Hasan’s book is a larger work than Shapiro’s and consequently has a far broader scope. It begins in 428 BCE with an anecdote about how a well-crafted argument saved lives during the Peloponnesian War and ends around 260 pages later with Winston Churchill’s prescription for building rhetorical power through a process of “accumulation”.

Anyone who has seen him in action will know that Hasan is a virtuosic interrogator; his recent DEMOLITION of the US journalist Matt Taibbi and his claims of a Democratic conspiracy against conservatives was the confrontational TV interview in its most potent form. I happen to agree with Hasan, with whom I briefly worked at the New Statesman in the late 2000s, about many of his political positions – but I wonder whether this kind of journalism-as-warfare will, in the long run, do any favours for democracy, which requires winning people over, not just winning debates.
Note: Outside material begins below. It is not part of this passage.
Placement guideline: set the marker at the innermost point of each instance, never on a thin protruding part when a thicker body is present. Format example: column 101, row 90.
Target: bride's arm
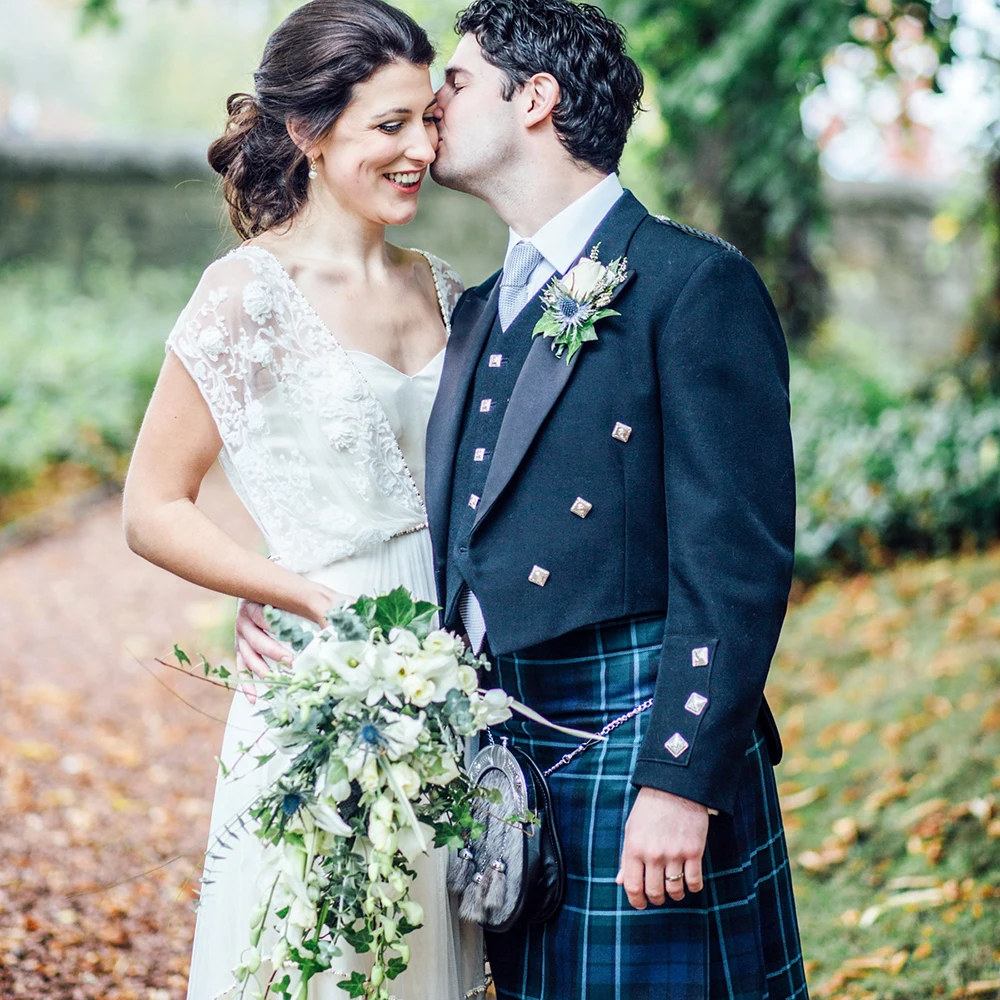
column 177, row 445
There is, however, a crucial difference between Hasan’s approach and that of Shapiro. Like his right-wing counterparts, Hasan might “relish and savour” arguments, but he does so because he believes them to be “the only sure-fire way to establish the truth”. He cites the French essayist Joseph Joubert’s remark that it is “better to debate a question without settling it than to settle a question without debating it”. His objective is to interrogate claims, and this is only possible if you explore “both sides of the argument – not just the viewpoint you may personally favour”.

In other words, you can’t do what Hasan does (and win) if you immediately dismiss your adversaries and refuse first to engage with their positions honestly. “Your opinions and arguments are going to be worthless if they’re not based on a foundation of knowledge,” writes Hasan. He might sometimes play dirty (there’s a chapter in his book devoted to the persuasive power of the ad hominem attack) yet his victories are based on rigorous research, data, statistics, precedents, past statements and law.

The ethnonationalist right has made no secret of its willingness to pollute the public discourse with falsehoods – to “flood the zone with shit”, in the words of Steve Bannon – in order to fire up supporters and evade scrutiny. This approach has entered the mainstream political playbook, even in the UK. Trump, of course, was its grand master; he made 30,573 false or misleading claims during his four years in office, according to the Washington Post.

Faced with such outright mendacity, and in a media environment that obsessively mines the viral potential of the pugilistic debate format, we need forensic interrogators such as Hasan on the left or, say, Andrew Neil on the right, to flush away the shit that today’s political sleight-of-hand artists are pumping our way. Otherwise, how can any of us be sure of what to believe?

"How to Debate Leftists and Destroy Them" by Ben Shapiro is published by the David Horowitz Freedom Center.

"Win Every Argument" by Mehdi Hasan is published by Macmillan.